J: Yeah. For me, it’s looks, and then it’s the freeze-up issue. So we did the heat cable stuff, and that seems to have fixed it, but still, it’s so ugly I would never put it on my own house, so I don’t recommend it to my customers unless it’s kind of their only option.
J: So we only do a few a year.
J: How do you mitigate a townhome?
C: Well, it depends. If it’s a townhome that’s owned by a central owner, one owner owns the whole place and rents out everything, and they want to fix the entire townhome, that’s a different story than a townhome that is each townhome is owned by the individual owner.
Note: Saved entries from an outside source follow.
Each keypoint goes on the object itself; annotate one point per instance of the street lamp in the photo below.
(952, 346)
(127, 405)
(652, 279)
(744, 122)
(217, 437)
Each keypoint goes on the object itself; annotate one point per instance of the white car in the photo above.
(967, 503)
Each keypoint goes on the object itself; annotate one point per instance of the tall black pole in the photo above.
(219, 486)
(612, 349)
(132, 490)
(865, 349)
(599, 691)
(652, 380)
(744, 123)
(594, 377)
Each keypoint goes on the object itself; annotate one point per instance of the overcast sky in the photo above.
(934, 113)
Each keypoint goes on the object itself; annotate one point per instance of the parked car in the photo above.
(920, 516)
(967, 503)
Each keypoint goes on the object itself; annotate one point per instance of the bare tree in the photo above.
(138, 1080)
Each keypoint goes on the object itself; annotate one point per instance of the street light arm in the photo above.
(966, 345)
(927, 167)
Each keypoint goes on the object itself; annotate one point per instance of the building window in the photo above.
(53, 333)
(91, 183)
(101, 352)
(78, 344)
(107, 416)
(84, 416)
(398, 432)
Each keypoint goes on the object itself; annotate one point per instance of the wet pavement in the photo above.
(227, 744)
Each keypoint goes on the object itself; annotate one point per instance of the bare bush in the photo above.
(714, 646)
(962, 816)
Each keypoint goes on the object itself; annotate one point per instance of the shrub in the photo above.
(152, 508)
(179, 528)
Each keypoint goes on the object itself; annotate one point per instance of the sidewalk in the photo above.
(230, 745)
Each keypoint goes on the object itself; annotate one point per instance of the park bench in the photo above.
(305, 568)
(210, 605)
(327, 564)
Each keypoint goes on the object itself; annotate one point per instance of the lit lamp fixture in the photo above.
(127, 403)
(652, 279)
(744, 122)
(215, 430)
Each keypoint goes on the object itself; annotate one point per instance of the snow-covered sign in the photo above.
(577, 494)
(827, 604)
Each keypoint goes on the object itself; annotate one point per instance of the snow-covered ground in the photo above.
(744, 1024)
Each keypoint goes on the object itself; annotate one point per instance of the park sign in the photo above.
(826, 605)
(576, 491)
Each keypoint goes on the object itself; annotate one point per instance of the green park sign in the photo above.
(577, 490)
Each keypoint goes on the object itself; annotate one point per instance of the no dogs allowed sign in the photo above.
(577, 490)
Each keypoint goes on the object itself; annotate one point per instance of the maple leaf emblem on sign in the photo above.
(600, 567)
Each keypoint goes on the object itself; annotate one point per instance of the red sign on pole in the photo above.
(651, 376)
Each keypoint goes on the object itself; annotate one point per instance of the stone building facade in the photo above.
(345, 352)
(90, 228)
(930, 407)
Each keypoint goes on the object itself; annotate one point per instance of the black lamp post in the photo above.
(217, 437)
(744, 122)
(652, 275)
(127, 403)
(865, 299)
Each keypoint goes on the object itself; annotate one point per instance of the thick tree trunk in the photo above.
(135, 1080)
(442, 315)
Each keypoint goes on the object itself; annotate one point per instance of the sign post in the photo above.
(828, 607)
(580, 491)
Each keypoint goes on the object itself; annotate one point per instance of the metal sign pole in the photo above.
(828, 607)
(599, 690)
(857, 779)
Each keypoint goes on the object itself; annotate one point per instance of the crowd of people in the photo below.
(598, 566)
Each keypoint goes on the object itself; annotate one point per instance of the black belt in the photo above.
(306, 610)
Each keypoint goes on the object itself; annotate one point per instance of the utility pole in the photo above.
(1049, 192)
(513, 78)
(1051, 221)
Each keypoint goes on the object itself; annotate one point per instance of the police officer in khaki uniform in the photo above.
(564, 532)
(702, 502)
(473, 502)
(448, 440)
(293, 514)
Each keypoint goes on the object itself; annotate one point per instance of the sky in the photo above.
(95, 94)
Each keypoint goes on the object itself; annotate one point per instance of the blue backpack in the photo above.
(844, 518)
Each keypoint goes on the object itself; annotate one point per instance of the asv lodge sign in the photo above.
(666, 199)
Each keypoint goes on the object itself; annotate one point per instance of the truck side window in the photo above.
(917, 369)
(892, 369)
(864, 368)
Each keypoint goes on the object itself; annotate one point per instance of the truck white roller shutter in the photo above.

You would love to be able to fix the building, right? But unfortunately, when there’s only one owner- or there’s an owner for each individual unit, it’s a little bit more difficult to make that happen. So you do the diagnostics on the unit you’re in, and usually, that’s going to at least fix the unit you’re in. You might fix the neighbor’s house, too. Call that collateral mitigation. But that’s how we approach it, anyway. If we can get everybody to work together, we love to do that. Fix everyone. We might be able to fix all of the townhomes with a single system because there’s going to be some connection to some degree. And I’ve actually seen times where the drain tile from one unit goes into the next unit, and when that’s a situation, you have to actually talk to the neighbor next door.
J: Yeah, seal their sump or something like that.
C: Yeah, like, “Hey, we’re not charging you for this, but we’re going to fix your radon problem. And we have to do that in order to be able to fix your neighbor’s problem, and they’re paying us to do that.”
J: Okay. Well, I think Chad has to get back to teaching, so we’ll wrap that up here.